钟司芜至始自终看着失魂落魄的宁常安,闻言后,冷冷一笑,漠然道,“沈夫人身子不便,本宫劝你以后少走动些好!”
宁常安咬了咬下唇,垂首低声回道,“是,太子妃殿下!”
兰锦无精打彩地趴在兰御谡的肩头之上,远远地流云殿,想起方才那张与娘亲极似的一张脸,白嫩尖俏的小脸微微潮红,小弧度地扯了一下嘴角,忍不住侧着小脑袋对着兰御谡在耳绊轻声问,“父王,方才儿臣认错娘亲了,可儿臣不明白,为什么那个夫人跟母妃长得一模一样呢?”
“什么?”兰御谡抱直兰锦,一手捏上了兰锦的下颌,语气了带了紧张,“锦儿,你方才看到什么,是不是你看到一个人长得和你娘亲一模一样?”兰御谡话未说完,心几乎跳出胸腔,这世间不会有第二个宁常安!
小兰锦蹙了蹙小眉峰,扁了扁小嘴,“父王,疼……”
兰御谡也不待兰锦再说什么,抱着他就返身,疾行中,不觉提了一口气,挟着惊人的速度回到了流云殿。

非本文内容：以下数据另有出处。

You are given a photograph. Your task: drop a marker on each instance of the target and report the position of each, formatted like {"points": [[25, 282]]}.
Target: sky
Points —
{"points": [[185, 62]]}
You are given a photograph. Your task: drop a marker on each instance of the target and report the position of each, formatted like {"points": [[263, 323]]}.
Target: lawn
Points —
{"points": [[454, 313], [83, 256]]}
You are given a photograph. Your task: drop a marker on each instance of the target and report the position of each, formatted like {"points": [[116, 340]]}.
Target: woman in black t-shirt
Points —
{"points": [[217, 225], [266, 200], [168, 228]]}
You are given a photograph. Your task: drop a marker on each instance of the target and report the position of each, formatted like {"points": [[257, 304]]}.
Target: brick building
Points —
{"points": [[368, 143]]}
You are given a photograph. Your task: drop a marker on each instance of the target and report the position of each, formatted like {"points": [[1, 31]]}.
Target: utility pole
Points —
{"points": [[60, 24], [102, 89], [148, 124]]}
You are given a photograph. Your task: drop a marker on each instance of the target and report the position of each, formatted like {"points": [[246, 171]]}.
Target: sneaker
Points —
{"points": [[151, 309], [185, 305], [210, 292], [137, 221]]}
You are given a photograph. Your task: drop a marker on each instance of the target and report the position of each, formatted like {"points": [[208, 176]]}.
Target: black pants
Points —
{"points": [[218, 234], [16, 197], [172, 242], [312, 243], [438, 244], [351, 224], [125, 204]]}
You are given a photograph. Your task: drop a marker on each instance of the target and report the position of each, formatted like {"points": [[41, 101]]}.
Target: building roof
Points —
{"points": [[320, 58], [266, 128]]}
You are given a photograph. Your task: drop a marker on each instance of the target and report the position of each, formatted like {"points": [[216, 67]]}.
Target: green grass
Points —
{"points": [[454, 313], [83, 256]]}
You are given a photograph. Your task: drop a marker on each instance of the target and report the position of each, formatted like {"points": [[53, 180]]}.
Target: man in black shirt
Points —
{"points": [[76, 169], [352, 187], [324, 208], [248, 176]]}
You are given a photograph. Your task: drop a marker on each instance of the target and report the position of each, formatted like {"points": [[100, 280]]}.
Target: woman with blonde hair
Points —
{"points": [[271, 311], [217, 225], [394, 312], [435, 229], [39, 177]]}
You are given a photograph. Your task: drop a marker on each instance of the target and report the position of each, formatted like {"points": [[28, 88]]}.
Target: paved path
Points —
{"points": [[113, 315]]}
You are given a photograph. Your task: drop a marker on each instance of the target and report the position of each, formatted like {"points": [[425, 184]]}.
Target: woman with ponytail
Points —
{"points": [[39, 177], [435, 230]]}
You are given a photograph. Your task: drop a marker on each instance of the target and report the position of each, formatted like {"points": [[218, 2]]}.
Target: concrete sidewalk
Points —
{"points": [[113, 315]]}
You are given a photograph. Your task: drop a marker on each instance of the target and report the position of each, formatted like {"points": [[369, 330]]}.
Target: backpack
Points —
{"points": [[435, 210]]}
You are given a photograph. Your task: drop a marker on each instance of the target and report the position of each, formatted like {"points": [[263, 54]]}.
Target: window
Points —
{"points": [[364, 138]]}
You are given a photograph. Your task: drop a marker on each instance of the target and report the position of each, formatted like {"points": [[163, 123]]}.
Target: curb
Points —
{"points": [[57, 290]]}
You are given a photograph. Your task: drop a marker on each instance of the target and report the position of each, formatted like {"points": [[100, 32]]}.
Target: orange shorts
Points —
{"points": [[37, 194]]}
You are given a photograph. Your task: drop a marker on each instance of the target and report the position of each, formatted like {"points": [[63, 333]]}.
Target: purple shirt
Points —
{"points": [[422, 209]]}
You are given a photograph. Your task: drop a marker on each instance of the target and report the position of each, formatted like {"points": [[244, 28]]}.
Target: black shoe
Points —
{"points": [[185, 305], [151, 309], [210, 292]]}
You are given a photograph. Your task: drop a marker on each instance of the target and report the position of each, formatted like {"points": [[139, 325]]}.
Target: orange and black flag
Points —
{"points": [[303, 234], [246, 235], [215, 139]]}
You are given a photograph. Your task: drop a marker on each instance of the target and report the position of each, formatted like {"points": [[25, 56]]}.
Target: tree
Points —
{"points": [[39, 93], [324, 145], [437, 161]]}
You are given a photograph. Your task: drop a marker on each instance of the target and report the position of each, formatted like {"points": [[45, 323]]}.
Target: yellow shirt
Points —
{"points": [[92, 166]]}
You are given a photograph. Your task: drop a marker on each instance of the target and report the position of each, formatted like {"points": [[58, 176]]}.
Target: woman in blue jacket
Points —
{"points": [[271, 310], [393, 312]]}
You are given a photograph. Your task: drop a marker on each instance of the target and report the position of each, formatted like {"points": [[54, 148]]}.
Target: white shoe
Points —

流云殿中此时热闹非凡,酒席散了后,太子传了茶点,个个兴高彩烈围着太子妃聊着。
兰御谡闯进时,大殿之内瞬时安静了下来,兰御谡眸光如鹰隼一扫,最后落在了钟司芜的脸上,淡淡问,“这里少了谁?”
钟司芜在兰御谡突然返身,就知道不妙,她知道既使她想瞒也是瞒不住,索性站起身,盈盈一笑道,“殿下,也没少什么人,只是沈大人的夫人身怀有孕,用了膳便离开,臣妾不便多留,便让银姑先送她离宫了!”
“哪个沈大人?”兰御谡手微微一颤,脑中变得空白。
沈夫人?身怀有孕?兰御谡显然无法消化钟司芜的话。